A state task force evaluating the need for a cabinet-level housing department recently heard from more stakeholders.
While the Housing Department Task Force is looking at the possibility of a top-level state department to manage housing, its meetings also provide an opportunity to hear from other state agencies that deal with housing about gaps and barriers.
Recently, the group heard from the Racial Equity Commission, the State Council for Persons with Disabilities, and the state Department of Services for Children and their Families. That office’s head, Steve Yeatman, said while his department doesn’t directly administer housing programs, they work with many families who need housing assistance.

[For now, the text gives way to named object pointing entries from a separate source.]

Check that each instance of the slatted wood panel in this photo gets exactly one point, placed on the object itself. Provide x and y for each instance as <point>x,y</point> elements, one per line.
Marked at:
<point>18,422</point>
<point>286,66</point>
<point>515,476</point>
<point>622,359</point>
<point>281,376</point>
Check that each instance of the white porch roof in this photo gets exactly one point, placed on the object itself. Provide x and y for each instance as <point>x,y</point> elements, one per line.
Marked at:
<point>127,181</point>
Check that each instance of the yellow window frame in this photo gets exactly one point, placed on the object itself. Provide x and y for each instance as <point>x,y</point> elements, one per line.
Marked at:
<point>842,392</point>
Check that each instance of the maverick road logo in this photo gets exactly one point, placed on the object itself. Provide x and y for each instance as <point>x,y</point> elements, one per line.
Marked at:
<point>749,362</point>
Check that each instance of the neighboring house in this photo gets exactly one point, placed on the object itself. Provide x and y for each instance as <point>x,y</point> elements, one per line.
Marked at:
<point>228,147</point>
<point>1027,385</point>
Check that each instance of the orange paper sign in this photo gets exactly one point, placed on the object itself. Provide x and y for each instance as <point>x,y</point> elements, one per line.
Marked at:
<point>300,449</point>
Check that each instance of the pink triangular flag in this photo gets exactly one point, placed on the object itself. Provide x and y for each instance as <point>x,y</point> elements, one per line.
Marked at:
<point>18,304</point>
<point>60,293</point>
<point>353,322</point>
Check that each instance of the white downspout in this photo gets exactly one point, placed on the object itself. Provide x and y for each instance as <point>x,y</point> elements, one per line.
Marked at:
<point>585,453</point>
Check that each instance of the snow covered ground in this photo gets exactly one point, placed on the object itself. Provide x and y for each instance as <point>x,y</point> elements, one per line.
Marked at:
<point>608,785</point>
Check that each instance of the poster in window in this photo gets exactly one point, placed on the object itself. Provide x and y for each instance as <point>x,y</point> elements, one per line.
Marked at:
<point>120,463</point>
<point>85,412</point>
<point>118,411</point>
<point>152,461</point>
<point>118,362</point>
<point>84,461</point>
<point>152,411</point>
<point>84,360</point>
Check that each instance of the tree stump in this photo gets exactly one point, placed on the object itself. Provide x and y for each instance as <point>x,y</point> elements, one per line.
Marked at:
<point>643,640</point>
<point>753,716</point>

“19% of homeless households in this state are households that have a child included in them - at least one child," he told task force members. "27% of the total homeless population in the state are children under the age of 18.”
Yeatman says his agency hears a lot about housing from its clients, including frustration about the process and having to take time off work to deal with finding housing. Many families in need are underemployed and in jobs without paid time off.
“Clients have also reported that they feel the housing options available to them are sometimes substandard - their language, not ours - and also located in neighborhoods that they feel are unsafe," he said.
Many groups point out the state’s housing assistance is fragmented and siloed.
“The way that I've described it is, nodes of people doing really good work, but not a good system," said State Housing Authority Director Matthew Heckles.
The task force is slated to issue a report next spring.